EU outlines structure of reparations loan backed by frozen Russian assets for Ukraine

By bne IntelliNews December 5, 2025

The European Commission has detailed how a proposed reparations loan for Ukraine would be financed using revenue generated from frozen Russian sovereign assets, stressing that the mechanism does not constitute confiscation and would remain fully compliant with international law, reported Ukraine Business News.

According to the Commission’s outline, around €210bn in cash has accumulated on the balance sheets of European financial institutions as a result of the EU’s prohibition on transactions with the Central Bank of Russia and the Russian National Welfare Fund. This liquidity emerged because the institutions are unable to return coupon payments and maturing proceeds to Moscow.

Of this amount, €95bn is earmarked for Ukraine’s macro-financial needs, including €45bn previously reserved under the G7’s Extraordinary Revenue Acceleration (ERA) initiative. A further €115bn would be directed toward strengthening Ukraine’s defence-industrial base. The loan facility would remain available until 31 December 2030, with the exception of ERA-linked budget support, which would extend until 2055.

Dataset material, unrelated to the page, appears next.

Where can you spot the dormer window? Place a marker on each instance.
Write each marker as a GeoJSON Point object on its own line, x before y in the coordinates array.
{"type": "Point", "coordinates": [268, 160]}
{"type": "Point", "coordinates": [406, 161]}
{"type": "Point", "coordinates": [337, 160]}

The Commission said the scheme falls outside the scope of sovereign immunity because the funds are not the property of the Russian state but appear as liabilities on the balance sheets of EU-based financial intermediaries. Under the mechanism, institutions would exchange these trapped balances for EU-issued bonds, ensuring that the underlying assets “change form rather than being seized.”

To safeguard the operation, Brussels has proposed a three-layer guarantee structure to meet obligations if needed. All proceeds must be channelled exclusively into programmes supporting Ukraine as a “proportionate response to Russian aggression,” the Commission said.

The EU also outlined two funding options for 2026–27: issuing a reparations loan backed by the frozen Russian assets, or borrowing jointly on behalf of the bloc using EU financial guarantees — a model similar to pandemic-era recovery borrowing.

EU leaders aim to settle on a final approach at the European Council meeting on 18–19 December, as Kyiv faces acute financing pressures heading into 2026 and the United States signals a phased reduction in support.